Montoro12 Contemporary Art is proud to present Larissa Sansour’s (b. 1973, Jerusalem) new projects In the Future They Ate From the Finest Porcelain and Archaeology in Absentia, both shown in Italy for the first time.
The former consists of a 29 minute film, three diasec photographs and a porcelain installation, while the latter is represented by small bronze sculptures resembling bombs, a series of black and white photographs and a poster. The film In the Future They Ate from the Finest Porcelain resides in the cross-section between sci-fi, archaeology and politics.

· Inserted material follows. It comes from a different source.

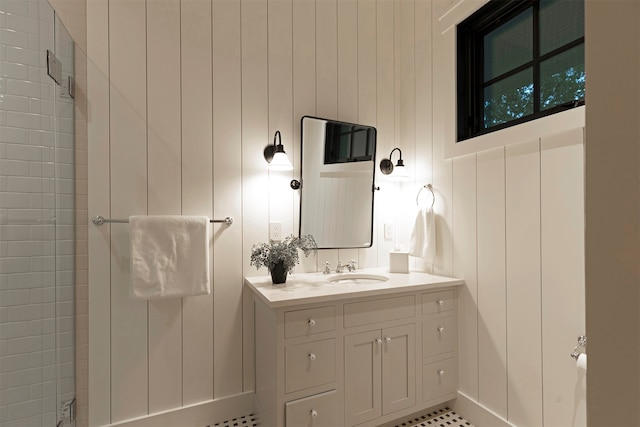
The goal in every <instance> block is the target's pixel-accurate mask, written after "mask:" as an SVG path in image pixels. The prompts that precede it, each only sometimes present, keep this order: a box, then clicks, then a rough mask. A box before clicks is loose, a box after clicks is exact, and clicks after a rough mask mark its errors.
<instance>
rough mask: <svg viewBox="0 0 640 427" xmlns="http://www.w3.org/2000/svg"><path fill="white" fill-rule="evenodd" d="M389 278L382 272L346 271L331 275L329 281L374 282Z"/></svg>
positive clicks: (348, 281)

Combining live motion and computer-generated imagery, the film explores the role of myth for history, fact and national identity. A resistance group buries a series of elaborate porcelain - belonging to a fictional civilization - in the ground in order for archaeologists to discover them in the future. The aim of the group is to influence history and support future claims to their vanishing lands. Once unearthed, this tableware will prove the existence of this counterfeit people. By implementing a myth of their own, their work becomes an historical intervention – de facto creating a nation.
Archaeology in Absentia (2016) is represented by two small bronze sculptures resembling both bombs and at the same time precious-looking Fabergé eggs. Inside the bombs are metal disks engraved with the coordinates, longitude and latitude, of the location where the artist has actually buried porcelain plates in Palestine as part of a performance. Carrying the iconic Palestinian keffiyeh pattern, these plates are deposited for future archaeologists to excavate. Once unearthed, they will interfere with current versions of history and in effect cause a historical intervention.

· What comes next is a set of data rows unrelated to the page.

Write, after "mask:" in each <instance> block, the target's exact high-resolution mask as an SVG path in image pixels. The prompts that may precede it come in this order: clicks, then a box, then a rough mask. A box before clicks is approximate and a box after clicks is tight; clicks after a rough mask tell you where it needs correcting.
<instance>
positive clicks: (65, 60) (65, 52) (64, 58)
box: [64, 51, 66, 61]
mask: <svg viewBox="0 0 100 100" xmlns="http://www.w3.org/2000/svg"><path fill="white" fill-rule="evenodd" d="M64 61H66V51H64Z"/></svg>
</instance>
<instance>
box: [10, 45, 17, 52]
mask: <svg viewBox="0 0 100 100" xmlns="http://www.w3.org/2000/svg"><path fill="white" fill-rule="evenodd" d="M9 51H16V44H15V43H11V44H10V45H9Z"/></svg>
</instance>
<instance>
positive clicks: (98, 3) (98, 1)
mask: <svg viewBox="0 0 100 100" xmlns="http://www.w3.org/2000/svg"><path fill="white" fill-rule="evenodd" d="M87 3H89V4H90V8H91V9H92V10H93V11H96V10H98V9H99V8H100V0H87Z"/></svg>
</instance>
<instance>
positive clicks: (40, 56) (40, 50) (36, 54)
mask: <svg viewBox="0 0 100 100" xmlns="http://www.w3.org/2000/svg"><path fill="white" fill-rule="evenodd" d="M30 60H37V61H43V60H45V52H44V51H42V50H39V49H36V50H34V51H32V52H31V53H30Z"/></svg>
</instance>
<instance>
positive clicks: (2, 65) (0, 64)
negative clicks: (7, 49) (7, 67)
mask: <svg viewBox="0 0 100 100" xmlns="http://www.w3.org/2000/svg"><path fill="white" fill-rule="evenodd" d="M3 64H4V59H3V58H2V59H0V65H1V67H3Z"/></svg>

In these two new projects Larissa Sansour brilliantly questions the writing of history, national narratives and the role of archeology for claims of territory.
Larissa Sansour was born in 1973 in East Jerusalem, Palestine, and studied Fine Arts in London, New York and Copenhagen. Her work is interdisciplinary, immersed in the current political dialogue and utilizes film, photography, installation and sculpture. Central to her work is the tug and pull between fiction and reality.
Recent solo exhibitions include the Mosaic Rooms, London, New Art Exchange, Nottingham, UK, Nikolaj Kunsthal, Copenhagen, Denmark, Turku Art Museum in Finland, Wolverhampton Art Gallery in the UK, Photographic Center in Copenhagen, Kulturhuset in Stockholm, Lawrie Shabibi in Dubai, and DEPO in Istanbul. Sansour’s work has been featured in the Biennials of Istanbul, Yinchuan, Busan and Liverpool.
She has exhibited at venues such as Tate Modern, London; Centre Pompidou, Paris; LOOP, Seoul; Al Hoash, Jerusalem; Queen Sofia Museum, Madrid; Centre for Photography, Sydney; Cornerhouse, Manchester; Townhouse, Cairo; Maraya Arts Centre, Sharjah, UAE; Empty Quarter, Dubai; Galerie Nationale de Jeu de Paume, Paris; Iniva, London; Institut du Monde Arabe, Paris; Third Guangzhou Triennial, Guangzhou , China; Louisiana Museum of Contemporary Art, Denmark; House of World Cultures, Berlin, and MOCA, Hiroshima.
Sansour currently lives and works in London, UK.